Anybody have a favorite Princess Bride moment/quote? One great moment is when Humperdinck, on his way to get tied to his chair, grabs his sleeves (nobody in the film wears their sleeves properly) and does a little hop skip. You hafta see it to get it (it comes at the end of this clip), but it's a classic moment, and one of the little gracenotes that makes this movie so fabulous.

3 comments:

Jim said...

Inconceivable!
I need to get round to reading the book one day, it's been in my bedroom for close to 2 years now.

ken said...

I wonder if anyone has counted up how many times Mandy Patinkin repeated this quote:

"My name is Inigo Montoya. You killed my father. Prepare to die."

The Princess Bride is one of those rare times when the movie and the novel really compliment each other - they're both independantly great, but taken as two parts of a single work of art, they're really just incredible. . . you're spot on when you say that some movies can only be enjoyed as an adult when you loved them as a child - in addition to Willow and Labyrinth, I would include Legend, The Dark Crystal, the Never-ending Story. I have the Claremont books, but I've not read them yet - maybe this winter . . . You know, I really wanted to love the last Potter book, but it seems like Rowling a case of writer's block and just cribbed the book together from her old notes and outlines - the Philosopher's Stone is my favorite - before there was a Harry Potter franchise. . . hey, not two, THREE posts - you're working on some kinda record!

b said...

"Why do you keep using that word? I don't think it means what you think it means. . ."

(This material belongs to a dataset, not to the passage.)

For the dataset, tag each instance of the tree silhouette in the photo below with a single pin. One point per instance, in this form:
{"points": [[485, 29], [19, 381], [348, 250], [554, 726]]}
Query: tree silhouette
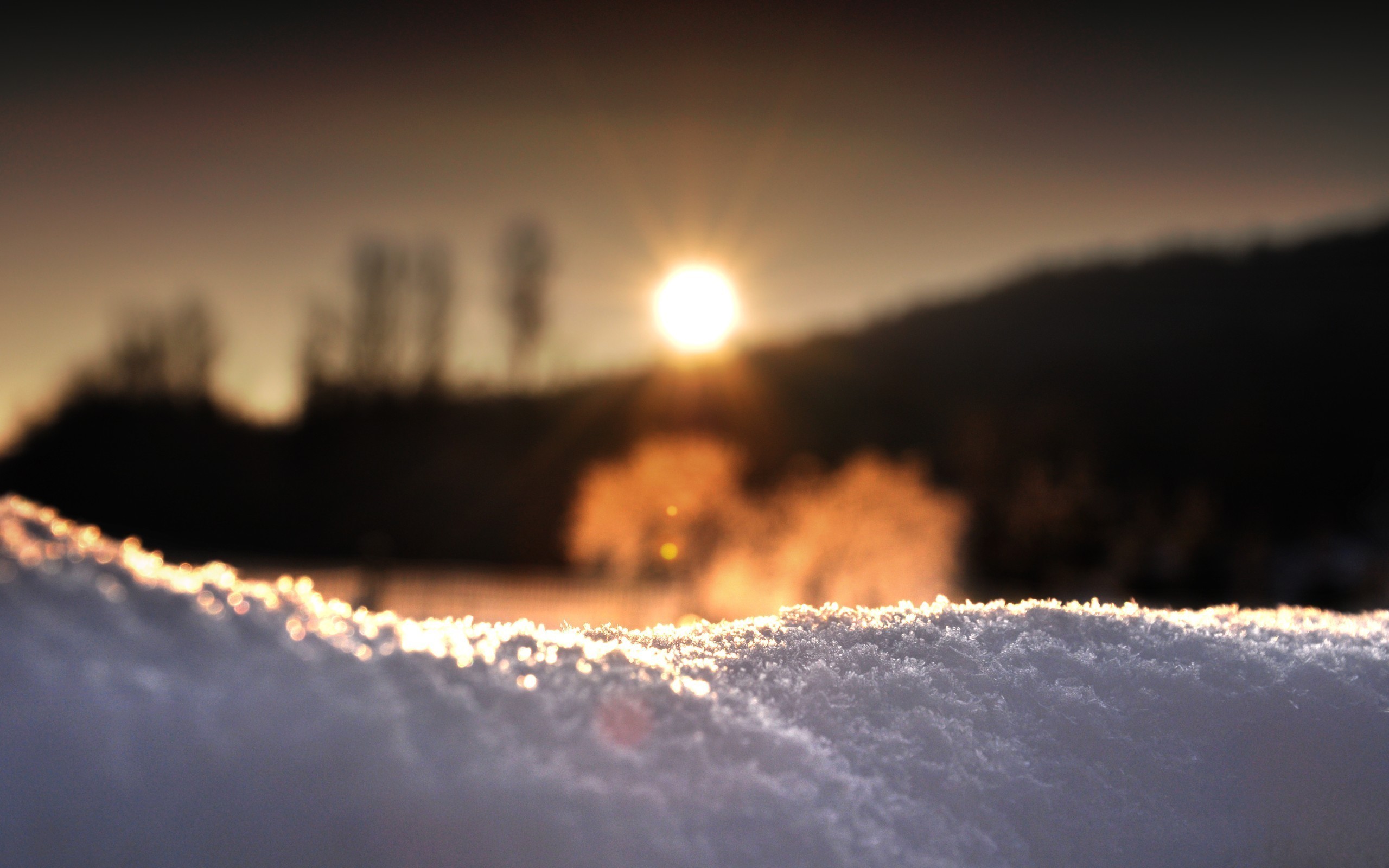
{"points": [[527, 257], [159, 355], [434, 281], [374, 356]]}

As for Inigo- that would make for the Princess Bride drinking game. Though I'd rather just watch the film.

I think that's why I didn't like Legend-- saw it "too late." I couldn't get past Tim Curry (That was him, right?)

I definitely agree with the Rowling writer's block theory- especially the weird, drawn out camping scenes, where they were just hanging out for months on end. Having trouble filling in the spaces/padding the time between the revelations. The book was more a tying a great big loose ends knot than anything else; reading it became more to discover what everything meant; made me think of why we sit through entire movies in a single go- you want to know what happens. The best books keep you going with the quality of the writing and the little moments and ideas.

I can't decide which book is my favorite, but I know the second one is my least favorite. I find it to be very tedious once you know what's going on; I'm afraid that might turn out to be the case for the 7th if I ever read it again.